Die Wahlkommission entdeckte die Kompromittierung ihrer Systeme erst mehr als ein Jahr später, im Oktober 2022, und es dauerte bis August 2023, bis sie den jahrelangen Datenverstoß öffentlich bekannt gab.
Die Kommission erklärte zum Zeitpunkt der Veröffentlichung, dass die Hacker in Server eingebrochen seien, auf denen ihre E-Mails gespeichert waren, und unter anderem Kopien der britischen Wählerverzeichnisse gestohlen hätten. In diesen Verzeichnissen sind Informationen über Wähler gespeichert, die sich zwischen 2014 und 2022 registriert haben. Dazu gehören Namen, Postanschriften, Telefonnummern und nicht öffentliche Wählerinformationen.
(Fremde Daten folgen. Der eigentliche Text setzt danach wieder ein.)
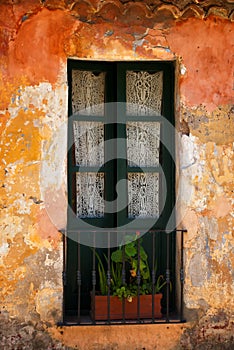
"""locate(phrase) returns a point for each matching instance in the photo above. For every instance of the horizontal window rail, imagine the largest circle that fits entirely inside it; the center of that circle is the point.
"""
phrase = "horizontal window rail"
(137, 278)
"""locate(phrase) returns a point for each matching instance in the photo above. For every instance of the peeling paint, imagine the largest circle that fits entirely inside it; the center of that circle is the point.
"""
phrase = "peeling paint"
(36, 41)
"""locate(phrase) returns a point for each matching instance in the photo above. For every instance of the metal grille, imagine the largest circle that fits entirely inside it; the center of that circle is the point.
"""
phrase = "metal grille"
(161, 245)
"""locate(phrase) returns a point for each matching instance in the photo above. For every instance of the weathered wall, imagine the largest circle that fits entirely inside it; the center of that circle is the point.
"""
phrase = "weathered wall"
(36, 38)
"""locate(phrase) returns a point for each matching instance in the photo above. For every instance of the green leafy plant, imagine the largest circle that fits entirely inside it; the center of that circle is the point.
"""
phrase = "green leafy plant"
(132, 257)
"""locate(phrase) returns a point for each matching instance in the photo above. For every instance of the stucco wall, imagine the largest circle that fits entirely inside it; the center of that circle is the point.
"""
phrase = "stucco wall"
(36, 40)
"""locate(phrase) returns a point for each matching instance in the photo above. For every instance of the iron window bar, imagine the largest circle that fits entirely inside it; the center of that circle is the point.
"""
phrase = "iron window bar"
(168, 316)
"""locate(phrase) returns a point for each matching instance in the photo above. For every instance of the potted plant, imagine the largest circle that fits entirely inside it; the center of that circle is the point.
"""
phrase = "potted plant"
(130, 291)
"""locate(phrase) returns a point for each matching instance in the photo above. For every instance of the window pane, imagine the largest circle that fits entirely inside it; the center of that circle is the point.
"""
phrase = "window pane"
(88, 92)
(144, 93)
(143, 142)
(90, 195)
(143, 195)
(89, 143)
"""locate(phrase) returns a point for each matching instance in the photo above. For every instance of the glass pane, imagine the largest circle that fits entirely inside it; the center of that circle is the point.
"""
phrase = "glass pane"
(143, 142)
(90, 195)
(144, 93)
(89, 143)
(88, 92)
(143, 195)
Die britische Regierung schrieb den Einbruch später China zumit Warnung hoher Beamter dass die gestohlenen Daten für „groß angelegte Spionage und länderübergreifende Repressionen gegen vermeintliche Dissidenten und Kritiker im Vereinigten Königreich“ verwendet werden könnten, bestritt China jedoch eine Beteiligung an dem Datendiebstahl.
Das ICO rügte die Wahlkommission am Montag offiziell wegen Verstoßes gegen britische Datenschutzgesetze und fügte hinzu: „Wenn die Wahlkommission grundlegende Schritte zum Schutz ihrer Systeme unternommen hätte, wie etwa wirksame Sicherheitspatches und Passwortverwaltung, wäre es höchstwahrscheinlich nicht zu diesem Datenverstoß gekommen.“
Die Wahlkommission räumte ihrerseits ein, eine kurze Erklärung Nach der Veröffentlichung des Berichts hieß es, es seien „keine ausreichenden Schutzmaßnahmen vorhanden gewesen, um den Cyberangriff auf die Kommission zu verhindern“.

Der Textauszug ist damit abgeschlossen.